25:07On est sans arrêt en train de faire des essais, et donc ça nous invite effectivement à trouver
25:13des nouvelles saveurs et puis de participer à cette gastronomie responsable.
25:18Vous avez été surpris par un aliment ou un légume que vous pouvez nous partager ce
25:22matin ?
25:23Oui, tous les jours il se passe quelque chose, on parvient à faire aujourd'hui, toutes
25:27nos sauces sont totalement vegan, on ne travaille qu'avec des jus de légumes qui sont réduits,
25:34on récupère la chlorophylle, on les conjugue, on a des sauces qui sont d'une beauté esthétique
25:41formidable, des brillances, des luisances, des textures, et surtout des saveurs.

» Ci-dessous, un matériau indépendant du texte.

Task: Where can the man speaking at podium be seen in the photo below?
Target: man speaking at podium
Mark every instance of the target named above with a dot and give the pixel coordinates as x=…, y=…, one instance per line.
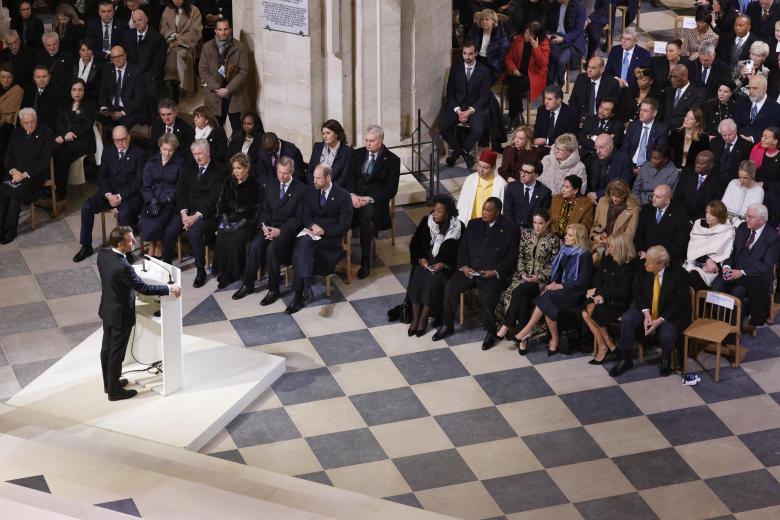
x=119, y=282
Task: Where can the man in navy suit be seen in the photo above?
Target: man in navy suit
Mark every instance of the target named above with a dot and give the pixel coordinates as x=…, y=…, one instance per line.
x=327, y=216
x=623, y=59
x=487, y=257
x=466, y=106
x=522, y=198
x=104, y=31
x=119, y=187
x=554, y=118
x=644, y=134
x=565, y=23
x=271, y=150
x=747, y=273
x=756, y=113
x=279, y=221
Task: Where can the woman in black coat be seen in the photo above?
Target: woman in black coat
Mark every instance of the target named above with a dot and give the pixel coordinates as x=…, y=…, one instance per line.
x=434, y=254
x=333, y=150
x=611, y=293
x=74, y=135
x=238, y=201
x=160, y=223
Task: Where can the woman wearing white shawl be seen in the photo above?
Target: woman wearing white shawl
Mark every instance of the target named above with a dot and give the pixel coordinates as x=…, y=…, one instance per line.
x=710, y=244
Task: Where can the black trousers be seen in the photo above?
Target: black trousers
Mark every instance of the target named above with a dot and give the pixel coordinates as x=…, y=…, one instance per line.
x=112, y=353
x=489, y=293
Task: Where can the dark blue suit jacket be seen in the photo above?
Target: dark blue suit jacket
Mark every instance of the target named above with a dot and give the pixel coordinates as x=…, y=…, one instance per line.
x=639, y=58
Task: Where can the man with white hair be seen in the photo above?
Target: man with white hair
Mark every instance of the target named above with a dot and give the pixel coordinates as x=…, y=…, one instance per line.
x=27, y=168
x=747, y=273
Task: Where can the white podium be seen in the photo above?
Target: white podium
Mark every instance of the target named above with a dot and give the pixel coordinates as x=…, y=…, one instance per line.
x=157, y=338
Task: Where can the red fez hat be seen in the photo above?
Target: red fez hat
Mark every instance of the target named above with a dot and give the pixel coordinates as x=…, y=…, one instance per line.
x=488, y=156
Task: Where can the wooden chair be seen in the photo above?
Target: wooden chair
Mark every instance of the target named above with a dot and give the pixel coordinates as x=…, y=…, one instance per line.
x=717, y=318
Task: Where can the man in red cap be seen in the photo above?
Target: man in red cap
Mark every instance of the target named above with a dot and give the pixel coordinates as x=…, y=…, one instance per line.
x=480, y=186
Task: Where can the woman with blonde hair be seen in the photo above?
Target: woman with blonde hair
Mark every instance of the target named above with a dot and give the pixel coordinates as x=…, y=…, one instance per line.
x=611, y=293
x=616, y=213
x=570, y=277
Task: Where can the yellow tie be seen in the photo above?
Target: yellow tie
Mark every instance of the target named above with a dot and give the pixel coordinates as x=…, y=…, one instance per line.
x=656, y=297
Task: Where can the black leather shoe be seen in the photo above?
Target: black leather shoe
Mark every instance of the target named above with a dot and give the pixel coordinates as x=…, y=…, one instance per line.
x=200, y=279
x=125, y=394
x=622, y=366
x=84, y=252
x=242, y=292
x=269, y=298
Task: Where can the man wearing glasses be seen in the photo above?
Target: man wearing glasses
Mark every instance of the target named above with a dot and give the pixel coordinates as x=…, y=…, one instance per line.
x=122, y=99
x=119, y=189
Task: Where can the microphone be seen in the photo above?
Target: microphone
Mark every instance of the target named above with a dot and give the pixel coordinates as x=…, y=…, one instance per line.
x=154, y=260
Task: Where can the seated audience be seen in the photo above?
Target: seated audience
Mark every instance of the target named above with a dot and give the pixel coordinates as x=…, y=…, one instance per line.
x=371, y=176
x=327, y=214
x=522, y=199
x=480, y=186
x=660, y=308
x=74, y=135
x=747, y=273
x=616, y=213
x=570, y=207
x=563, y=161
x=205, y=126
x=182, y=26
x=238, y=201
x=658, y=170
x=434, y=254
x=521, y=149
x=661, y=224
x=197, y=193
x=538, y=247
x=570, y=277
x=610, y=295
x=711, y=240
x=27, y=163
x=742, y=192
x=486, y=258
x=159, y=224
x=276, y=228
x=466, y=105
x=119, y=187
x=688, y=140
x=333, y=150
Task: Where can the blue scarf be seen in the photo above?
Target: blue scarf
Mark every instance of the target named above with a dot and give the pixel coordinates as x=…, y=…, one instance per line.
x=572, y=270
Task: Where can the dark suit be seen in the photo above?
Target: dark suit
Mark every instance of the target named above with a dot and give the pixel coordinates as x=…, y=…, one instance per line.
x=483, y=248
x=631, y=141
x=464, y=93
x=729, y=165
x=118, y=177
x=671, y=232
x=265, y=167
x=600, y=173
x=517, y=207
x=381, y=184
x=335, y=218
x=119, y=283
x=199, y=194
x=565, y=122
x=26, y=153
x=581, y=99
x=758, y=262
x=183, y=132
x=769, y=115
x=285, y=213
x=338, y=166
x=674, y=113
x=639, y=58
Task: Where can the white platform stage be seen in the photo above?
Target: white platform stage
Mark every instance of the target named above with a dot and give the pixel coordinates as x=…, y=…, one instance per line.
x=220, y=381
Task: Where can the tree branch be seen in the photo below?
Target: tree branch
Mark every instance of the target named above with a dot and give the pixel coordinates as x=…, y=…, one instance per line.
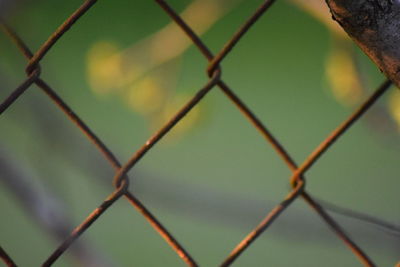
x=374, y=25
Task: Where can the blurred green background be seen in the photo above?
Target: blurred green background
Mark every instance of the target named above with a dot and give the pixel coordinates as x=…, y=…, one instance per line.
x=211, y=181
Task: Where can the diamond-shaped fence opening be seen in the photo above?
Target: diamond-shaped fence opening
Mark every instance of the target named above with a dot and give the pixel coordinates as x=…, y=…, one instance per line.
x=152, y=103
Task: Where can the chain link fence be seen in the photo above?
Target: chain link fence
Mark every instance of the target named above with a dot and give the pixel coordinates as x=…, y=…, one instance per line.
x=121, y=179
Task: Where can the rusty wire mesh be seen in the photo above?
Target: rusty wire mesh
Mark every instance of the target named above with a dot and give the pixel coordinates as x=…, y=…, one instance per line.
x=214, y=72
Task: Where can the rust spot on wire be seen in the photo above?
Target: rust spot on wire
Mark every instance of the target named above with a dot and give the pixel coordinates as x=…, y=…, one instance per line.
x=6, y=258
x=214, y=71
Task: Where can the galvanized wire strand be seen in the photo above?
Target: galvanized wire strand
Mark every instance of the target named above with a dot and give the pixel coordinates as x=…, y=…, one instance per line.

25:46Et on en revient à ce qu'on disait tout à l'heure, je ne mets plus de beurre ni de crème
25:51dans mes sauces.
25:53Et vous dites, j'aime bien ce terme, vous changez de métier quatre fois par an avec
25:59les saisons ?
26:00Oui, quand on respecte les saisons, effectivement, je ne suis pas le même cuisinier en hiver
26:05avec des poireaux qu'au printemps avec des petits pois ou une tomate en été.
26:08Et ça c'est formidable, je veux que cet enseignement existe dans les écoles hôtelières,
26:13je change de métier quatre fois par an, il n'y a pas un autre métier dans le monde
26:17où il y a ça.
26:18Merci chef.
26:19Elisabeth, un petit mot pour vous, la gastronomie durable, c'est aussi la diversité, parce
26:26qu'on parle beaucoup d'environnement ce matin ici, mais c'est aussi valoriser notamment
26:32les femmes dans la gastronomie ?
26:33Oui, c'est encore difficile de briser le plafond de verre, c'est compliqué de devenir
26:42chef, femme, entrepreneur aujourd'hui dans beaucoup de pays, il n'y a pas assez de femmes
26:50à la tête de cuisine en général, et c'est vrai que c'est une frustration parce qu'en
26:59discutant avec elle depuis maintenant dix ans, on commence à bien identifier les points
27:07de difficulté, mais il va s'agir, c'est vraiment l'affaire de tous de prendre à
27:13bras le corps le problème, et pour nous, au Guide Michelin, d'essayer de survaloriser,
27:21alors pas en changeant nos critères, il n'y aura pas de discrimination positive à l'étoile
27:26par exemple, pour une raison qui n'est pas celle de la cuisine, mais en revanche de les
27:33mettre davantage en valeur, de leur donner confiance en elles, de veiller aussi à ce
27:37qu'elles soient entendues au sein d'une brigade qui parfois est très masculine, et c'est vrai
27:43qu'on n'a pas encore complètement trouvé la solution, mais on a l'intention de faire
27:47en sorte que la voix du Guide Michelin qui porte désormais dans cinquante pays, elle
27:52soit mise au service aussi de cette cause, et notamment de la visibilité des femmes.
27:58Merci beaucoup à tous les trois, je vois que le temps file, merci pour vos témoignages.